Ob er Albträume habe? Es war meine einzige Begegnung mit David Lynch, in einer Hotelsuite in Berlin, zusammen mit einem halben Dutzend weiteren Journalist:innen aus ganz Europa. Round Tables nennt man solche Gruppeninterviews in der Branche, sie sind eine Plage, aber mit Lynch an diesem runden Tisch fühlte es sich an wie eine Séance. Albträume also? «Nein!» erwiderte er sehr bestimmt. Überhaupt, so fuhr er in seiner unvergleichlich schnarrenden Stimme fort, hole er die Ideen für seine Filme fast nie aus Träumen. Und dann wurde er wieder sehr bestimmt: «Alles in meinen Filmen ist logisch, logisch, logisch.»
Wie hat er das gemeint? Und spielt es überhaupt eine Rolle, wie Lynch das gemeint haben könnte? Es ist wie mit seinen Filmen: Nur weil wir uns so schnell keinen Reim darauf machen können, müssen wir nicht gleich den Kopf verlieren.
Wobei diese Filme zunächst ja gar nicht so komplizierte Schlaufen drehen. Da ist «Eraserhead» (1977), dieser verstörende Psychotrip über die Überforderung eines Mannes angesichts des hilflosen kleinen Monsters, das man ihm als Frühgeburt seiner Freundin anhängt. Gefolgt von «The Elephant Man» (1980), einem für Lynchs Begriffe geradezu klassischen Drama über Ausgrenzung und Schaulust, das ihm – sicher auch dank humanistischer Botschaft – nicht weniger als acht Oscarnominierungen einbrachte. Und später dann «Blue Velvet» (1986) und «Wild at Heart» (1990), wo Lynch, immer noch ziemlich geradlinig, mit Versatzstücken des amerikanischen Genrekinos operiert: das obszöne Begehren in den trügerischen Kulissen von Suburbia, die unsterbliche Liebe auf den gesetzlosen Strassen des Westens.
«Do you like mysteries that much?» So fragt die treuherzige Sandy (Laura Dern) in «Blue Velvet», als sie mit dem jungen Hobbydetektiv (Kyle MacLachlan) im Auto sitzt. Liebst du Geheimnisse so sehr? Er darauf nur: «Yeah.» Sie wisse gar nicht recht, sagt Sandy auch, ob er nun ein Ermittler sei oder ein Perversling. (Logisch, logisch, logisch, dass er beides ist.)

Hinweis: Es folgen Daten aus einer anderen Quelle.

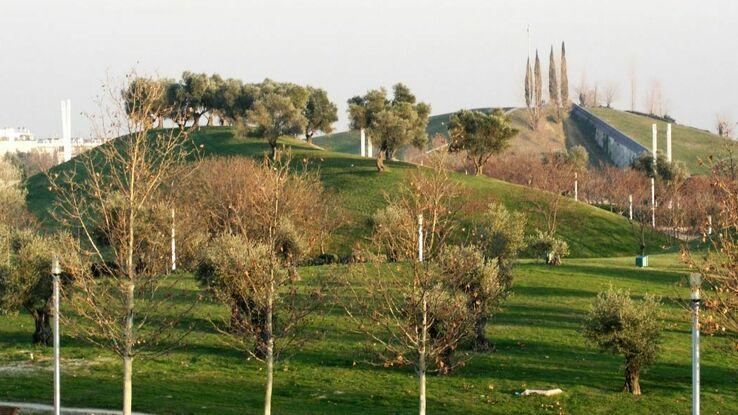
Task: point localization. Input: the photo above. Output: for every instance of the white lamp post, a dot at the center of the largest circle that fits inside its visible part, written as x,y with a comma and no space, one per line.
55,271
695,280
174,245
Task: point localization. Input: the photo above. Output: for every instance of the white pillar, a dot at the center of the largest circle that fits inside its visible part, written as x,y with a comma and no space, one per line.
66,110
653,203
362,134
174,246
695,297
55,271
654,142
709,224
420,237
668,142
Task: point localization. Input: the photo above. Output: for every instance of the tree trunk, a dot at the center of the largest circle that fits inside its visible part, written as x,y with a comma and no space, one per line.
477,168
380,161
480,339
270,353
42,334
421,358
632,381
127,385
273,151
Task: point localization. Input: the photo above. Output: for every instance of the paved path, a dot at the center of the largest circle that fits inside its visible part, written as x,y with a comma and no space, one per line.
41,408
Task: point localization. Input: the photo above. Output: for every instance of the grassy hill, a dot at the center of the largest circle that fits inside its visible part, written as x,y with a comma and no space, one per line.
550,136
536,334
689,144
590,232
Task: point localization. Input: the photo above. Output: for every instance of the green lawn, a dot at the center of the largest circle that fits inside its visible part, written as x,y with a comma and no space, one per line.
590,231
689,144
536,334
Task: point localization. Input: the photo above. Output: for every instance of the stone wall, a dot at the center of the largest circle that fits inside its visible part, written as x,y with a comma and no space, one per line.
620,148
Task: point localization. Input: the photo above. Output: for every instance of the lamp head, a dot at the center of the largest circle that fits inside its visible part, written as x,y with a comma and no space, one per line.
695,281
55,267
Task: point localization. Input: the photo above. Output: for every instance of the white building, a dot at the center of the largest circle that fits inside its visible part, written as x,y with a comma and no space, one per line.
21,140
15,134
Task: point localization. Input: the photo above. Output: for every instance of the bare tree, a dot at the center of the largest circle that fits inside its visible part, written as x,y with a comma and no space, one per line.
116,200
415,314
265,220
611,93
724,126
718,261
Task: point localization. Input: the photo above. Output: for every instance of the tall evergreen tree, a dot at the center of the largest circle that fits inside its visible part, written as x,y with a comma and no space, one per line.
553,84
538,84
528,84
564,78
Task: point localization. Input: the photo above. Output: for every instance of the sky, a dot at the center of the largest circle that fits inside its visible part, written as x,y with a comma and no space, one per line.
453,54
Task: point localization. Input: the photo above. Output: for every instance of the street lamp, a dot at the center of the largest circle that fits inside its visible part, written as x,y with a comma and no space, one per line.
695,280
55,272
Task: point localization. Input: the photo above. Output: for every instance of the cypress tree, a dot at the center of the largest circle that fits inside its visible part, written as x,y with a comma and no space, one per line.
553,84
528,90
564,78
538,88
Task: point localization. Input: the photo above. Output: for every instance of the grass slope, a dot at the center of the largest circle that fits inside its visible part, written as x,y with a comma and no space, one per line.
590,232
536,335
689,144
548,137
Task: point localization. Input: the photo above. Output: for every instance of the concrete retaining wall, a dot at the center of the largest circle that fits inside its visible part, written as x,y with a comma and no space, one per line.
620,148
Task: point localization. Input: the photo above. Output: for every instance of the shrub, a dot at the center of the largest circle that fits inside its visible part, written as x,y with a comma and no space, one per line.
622,326
548,247
465,269
501,236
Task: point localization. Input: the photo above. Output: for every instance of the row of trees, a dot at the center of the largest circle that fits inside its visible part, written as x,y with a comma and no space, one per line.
272,108
558,87
243,229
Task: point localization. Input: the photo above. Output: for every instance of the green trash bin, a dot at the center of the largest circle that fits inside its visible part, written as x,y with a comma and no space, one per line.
642,261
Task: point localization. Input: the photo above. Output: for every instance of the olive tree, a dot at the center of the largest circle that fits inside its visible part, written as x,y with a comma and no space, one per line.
275,115
480,135
617,324
391,124
319,112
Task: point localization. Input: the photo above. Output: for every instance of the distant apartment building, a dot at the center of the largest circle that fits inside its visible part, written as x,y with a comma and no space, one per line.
21,140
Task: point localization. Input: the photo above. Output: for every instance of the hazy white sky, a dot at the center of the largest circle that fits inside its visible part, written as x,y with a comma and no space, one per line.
453,54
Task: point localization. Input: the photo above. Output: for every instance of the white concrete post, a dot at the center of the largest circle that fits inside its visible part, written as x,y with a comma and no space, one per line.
362,134
695,281
654,142
709,224
420,237
174,245
55,271
653,202
66,110
668,143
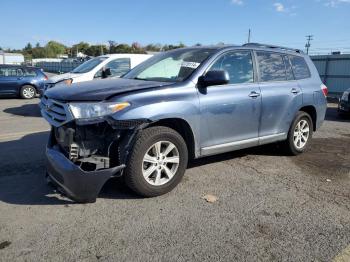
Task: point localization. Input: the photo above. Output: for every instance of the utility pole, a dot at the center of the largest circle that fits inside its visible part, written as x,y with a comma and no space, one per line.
308,44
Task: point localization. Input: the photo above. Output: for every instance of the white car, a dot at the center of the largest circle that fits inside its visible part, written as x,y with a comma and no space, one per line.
113,65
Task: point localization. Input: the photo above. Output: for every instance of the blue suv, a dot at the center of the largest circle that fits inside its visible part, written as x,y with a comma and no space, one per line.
182,104
23,81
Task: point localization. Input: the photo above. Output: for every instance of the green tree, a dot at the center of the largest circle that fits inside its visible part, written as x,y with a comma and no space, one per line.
81,47
153,47
53,49
121,48
38,52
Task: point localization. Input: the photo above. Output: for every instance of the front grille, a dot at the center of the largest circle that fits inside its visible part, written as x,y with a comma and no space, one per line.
56,113
49,85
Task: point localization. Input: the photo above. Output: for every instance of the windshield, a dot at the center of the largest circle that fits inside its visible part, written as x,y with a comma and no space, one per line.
89,65
173,66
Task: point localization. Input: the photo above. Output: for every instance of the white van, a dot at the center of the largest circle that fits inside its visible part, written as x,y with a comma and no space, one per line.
113,65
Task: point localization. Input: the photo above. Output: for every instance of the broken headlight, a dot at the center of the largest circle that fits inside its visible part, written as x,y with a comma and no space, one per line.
95,110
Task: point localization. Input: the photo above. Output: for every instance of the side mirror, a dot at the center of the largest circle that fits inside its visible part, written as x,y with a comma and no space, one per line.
106,73
215,77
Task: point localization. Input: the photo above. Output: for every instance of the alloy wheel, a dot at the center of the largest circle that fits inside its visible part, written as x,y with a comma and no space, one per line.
160,163
301,134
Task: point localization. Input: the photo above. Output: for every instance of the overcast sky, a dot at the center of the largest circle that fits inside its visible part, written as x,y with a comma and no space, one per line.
283,22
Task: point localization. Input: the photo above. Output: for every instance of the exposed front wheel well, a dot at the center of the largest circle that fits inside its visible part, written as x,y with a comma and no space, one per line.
29,84
311,110
183,128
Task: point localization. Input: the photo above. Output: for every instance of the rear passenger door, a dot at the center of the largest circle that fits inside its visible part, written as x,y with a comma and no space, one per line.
230,113
281,95
9,79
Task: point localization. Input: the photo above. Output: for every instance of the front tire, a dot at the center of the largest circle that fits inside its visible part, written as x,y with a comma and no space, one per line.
157,162
300,134
28,92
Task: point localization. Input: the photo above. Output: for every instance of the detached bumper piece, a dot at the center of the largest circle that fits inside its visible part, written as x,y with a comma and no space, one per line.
81,186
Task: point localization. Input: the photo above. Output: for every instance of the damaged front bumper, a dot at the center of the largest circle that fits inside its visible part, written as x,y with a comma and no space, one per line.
83,154
82,186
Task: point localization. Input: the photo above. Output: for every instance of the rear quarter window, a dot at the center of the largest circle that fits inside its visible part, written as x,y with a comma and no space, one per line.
271,67
300,68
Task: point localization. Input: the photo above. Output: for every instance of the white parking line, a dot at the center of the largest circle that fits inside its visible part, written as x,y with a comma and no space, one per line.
343,256
19,135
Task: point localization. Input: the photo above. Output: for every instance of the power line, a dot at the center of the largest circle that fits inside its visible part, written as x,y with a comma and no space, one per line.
308,44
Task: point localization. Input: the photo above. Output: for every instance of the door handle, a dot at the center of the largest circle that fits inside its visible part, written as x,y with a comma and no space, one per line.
254,94
295,91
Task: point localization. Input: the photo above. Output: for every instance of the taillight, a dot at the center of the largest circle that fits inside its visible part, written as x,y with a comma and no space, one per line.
324,90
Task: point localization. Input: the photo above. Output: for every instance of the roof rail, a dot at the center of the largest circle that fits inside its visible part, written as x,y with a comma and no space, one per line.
272,47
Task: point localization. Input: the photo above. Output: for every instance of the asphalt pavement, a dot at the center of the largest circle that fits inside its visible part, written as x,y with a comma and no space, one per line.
269,207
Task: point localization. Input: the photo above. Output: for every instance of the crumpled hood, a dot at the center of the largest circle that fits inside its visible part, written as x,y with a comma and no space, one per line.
57,78
98,90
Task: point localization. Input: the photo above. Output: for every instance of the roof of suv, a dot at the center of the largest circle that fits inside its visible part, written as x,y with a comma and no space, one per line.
20,66
257,46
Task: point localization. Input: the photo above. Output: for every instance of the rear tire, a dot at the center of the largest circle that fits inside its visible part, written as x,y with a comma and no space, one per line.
300,134
28,92
157,162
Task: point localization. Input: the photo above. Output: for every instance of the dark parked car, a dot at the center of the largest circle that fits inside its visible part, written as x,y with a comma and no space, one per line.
344,103
182,104
21,81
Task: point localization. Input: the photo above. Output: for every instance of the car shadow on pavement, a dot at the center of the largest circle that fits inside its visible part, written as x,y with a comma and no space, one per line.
31,110
333,115
267,150
22,175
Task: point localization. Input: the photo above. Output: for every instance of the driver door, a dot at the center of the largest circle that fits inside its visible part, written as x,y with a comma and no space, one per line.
230,113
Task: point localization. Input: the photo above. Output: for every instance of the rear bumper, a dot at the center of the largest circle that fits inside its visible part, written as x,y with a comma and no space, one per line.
79,185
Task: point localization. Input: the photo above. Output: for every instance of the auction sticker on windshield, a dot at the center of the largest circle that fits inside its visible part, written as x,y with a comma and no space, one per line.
193,65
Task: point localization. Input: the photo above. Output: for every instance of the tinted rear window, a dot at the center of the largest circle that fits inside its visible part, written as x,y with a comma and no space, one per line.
300,68
29,72
271,66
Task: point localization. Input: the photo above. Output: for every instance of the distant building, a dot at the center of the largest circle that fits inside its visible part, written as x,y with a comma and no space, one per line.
334,71
11,58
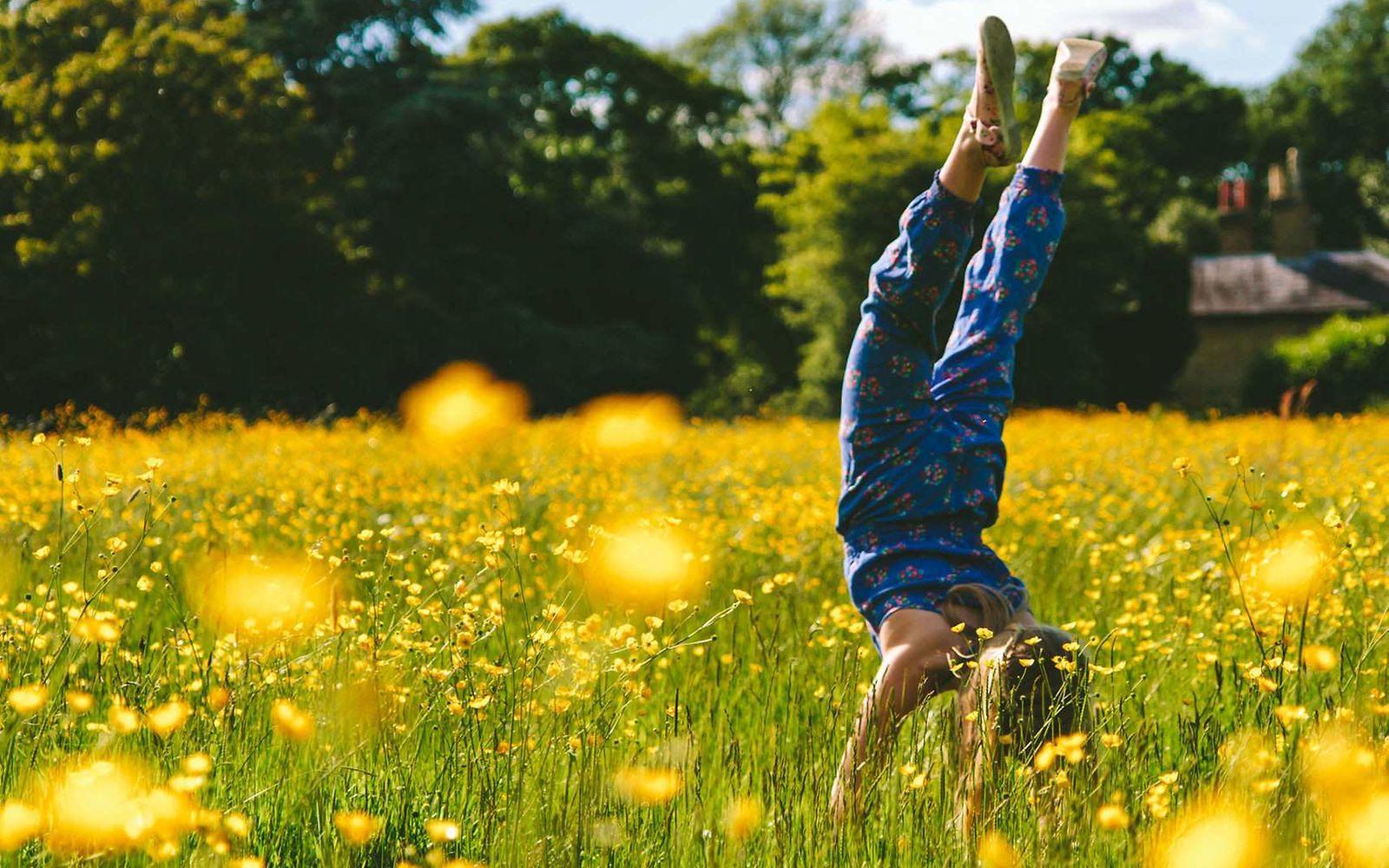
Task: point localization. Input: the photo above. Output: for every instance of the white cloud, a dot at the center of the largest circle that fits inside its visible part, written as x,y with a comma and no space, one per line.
924,28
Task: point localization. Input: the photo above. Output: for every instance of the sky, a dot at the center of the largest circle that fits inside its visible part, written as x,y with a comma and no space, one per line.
1234,42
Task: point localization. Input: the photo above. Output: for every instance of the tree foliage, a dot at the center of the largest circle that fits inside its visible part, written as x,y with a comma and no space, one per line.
787,53
167,231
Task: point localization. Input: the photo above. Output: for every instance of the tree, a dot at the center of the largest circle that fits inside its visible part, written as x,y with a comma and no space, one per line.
168,231
833,191
840,181
791,55
1333,106
588,213
313,38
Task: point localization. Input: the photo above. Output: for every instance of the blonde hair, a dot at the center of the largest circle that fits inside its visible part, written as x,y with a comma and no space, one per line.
1027,687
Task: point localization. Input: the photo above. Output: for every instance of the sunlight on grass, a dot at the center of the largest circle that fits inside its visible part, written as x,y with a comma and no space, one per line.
624,638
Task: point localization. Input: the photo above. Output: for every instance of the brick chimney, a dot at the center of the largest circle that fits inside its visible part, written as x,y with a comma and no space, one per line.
1294,236
1236,224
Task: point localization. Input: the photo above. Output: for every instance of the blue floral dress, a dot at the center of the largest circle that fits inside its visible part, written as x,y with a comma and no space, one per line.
921,437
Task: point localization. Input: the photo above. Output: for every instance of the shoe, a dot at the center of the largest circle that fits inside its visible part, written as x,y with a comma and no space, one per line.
990,115
1078,62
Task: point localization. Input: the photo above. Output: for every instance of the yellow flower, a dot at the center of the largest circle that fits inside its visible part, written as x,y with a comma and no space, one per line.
30,699
356,826
1111,817
1320,657
649,786
1292,571
442,831
168,719
122,720
462,404
995,852
1210,835
1360,832
291,722
631,424
643,566
95,806
742,817
18,824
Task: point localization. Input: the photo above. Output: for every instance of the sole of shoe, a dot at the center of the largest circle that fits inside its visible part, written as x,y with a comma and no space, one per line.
1002,62
1083,60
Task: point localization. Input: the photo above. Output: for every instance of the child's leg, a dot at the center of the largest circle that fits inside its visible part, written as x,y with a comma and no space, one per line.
1004,277
976,372
889,361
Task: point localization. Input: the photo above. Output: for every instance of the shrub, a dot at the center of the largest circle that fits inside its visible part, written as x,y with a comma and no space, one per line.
1349,358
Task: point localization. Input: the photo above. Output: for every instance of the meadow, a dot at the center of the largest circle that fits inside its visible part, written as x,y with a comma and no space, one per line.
622,638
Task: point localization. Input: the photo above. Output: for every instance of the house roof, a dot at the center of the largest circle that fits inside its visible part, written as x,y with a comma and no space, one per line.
1259,284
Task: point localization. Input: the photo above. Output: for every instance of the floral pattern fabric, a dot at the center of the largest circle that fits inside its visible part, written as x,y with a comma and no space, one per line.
921,437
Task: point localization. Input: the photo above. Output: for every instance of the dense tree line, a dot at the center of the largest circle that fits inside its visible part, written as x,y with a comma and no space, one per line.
291,205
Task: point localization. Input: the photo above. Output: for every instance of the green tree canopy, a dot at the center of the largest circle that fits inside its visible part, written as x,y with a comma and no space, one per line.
167,231
784,53
1333,106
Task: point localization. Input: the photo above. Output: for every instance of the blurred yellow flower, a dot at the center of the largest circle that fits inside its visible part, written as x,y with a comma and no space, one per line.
291,722
28,699
995,852
442,831
356,826
1111,817
167,719
1360,831
1294,569
1210,835
94,806
1320,657
462,404
643,566
18,824
742,817
261,599
649,786
631,424
122,720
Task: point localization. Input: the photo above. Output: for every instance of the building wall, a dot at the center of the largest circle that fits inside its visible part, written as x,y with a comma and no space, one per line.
1226,352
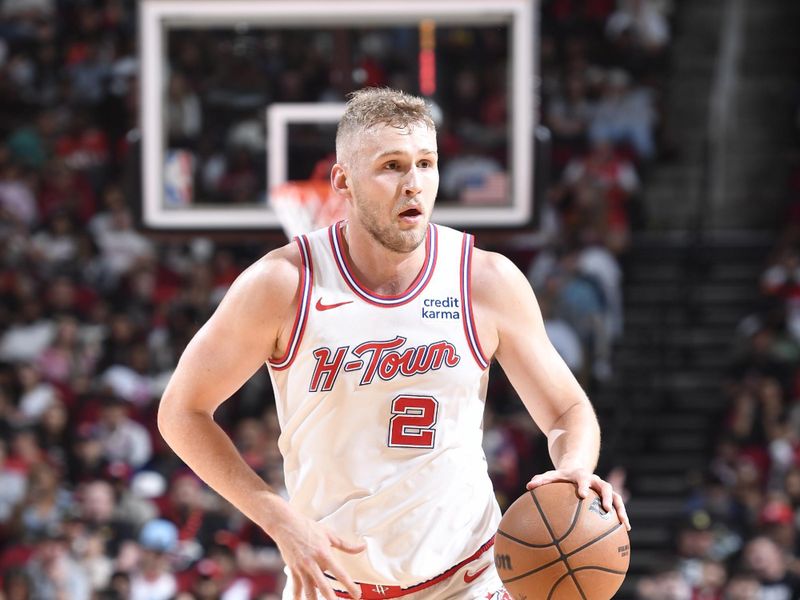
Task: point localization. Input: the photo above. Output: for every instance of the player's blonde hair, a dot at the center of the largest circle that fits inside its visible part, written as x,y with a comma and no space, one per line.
369,107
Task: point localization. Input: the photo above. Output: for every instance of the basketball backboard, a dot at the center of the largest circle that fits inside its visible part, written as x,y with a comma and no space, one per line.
239,95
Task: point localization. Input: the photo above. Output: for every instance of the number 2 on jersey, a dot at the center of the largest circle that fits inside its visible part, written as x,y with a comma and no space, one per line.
412,423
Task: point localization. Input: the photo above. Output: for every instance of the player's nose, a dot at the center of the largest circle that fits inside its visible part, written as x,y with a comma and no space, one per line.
412,183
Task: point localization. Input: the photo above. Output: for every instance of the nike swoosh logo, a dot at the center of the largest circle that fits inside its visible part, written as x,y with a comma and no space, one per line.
321,306
470,577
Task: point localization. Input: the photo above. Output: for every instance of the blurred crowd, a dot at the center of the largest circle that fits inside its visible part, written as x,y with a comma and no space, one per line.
94,312
739,538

Die Motive von Sex und Crime variiert Lynch dann weiter im Fernsehen mit «Twin Peaks» und im nachgeschobenen Kinofilm «Twin Peaks: Fire Walk with Me» (1992). Doch die epochale TV-Serie markiert zugleich auch die Schwelle zu seinem verrätselten Spätwerk, in dem Lynch seine Ideen mit jedem Film immer freier drehen lässt, ins Surreale, ins Metaphysische. Man kann das in einem aufschlussreichen Selbstversuch nachvollziehen, angefangen bei «Lost Highway» (1997). Wer aus diesem Film nicht so recht schlau wird und sich zwischen den verschiedenen Ebenen verliert, wird ihn rückblickend gar nicht mehr so verwirrend finden, sobald man einmal «Mulholland Drive» (2001) gesehen hat; und wer dann aus diesem Film nicht so recht schlau wird und sich zwischen den verschiedenen Ebenen verliert, wird wiederum «Mulholland Drive» rückblickend gar nicht mehr so verwirrend finden, sobald man einmal «Inland Empire» (2006) gesehen hat.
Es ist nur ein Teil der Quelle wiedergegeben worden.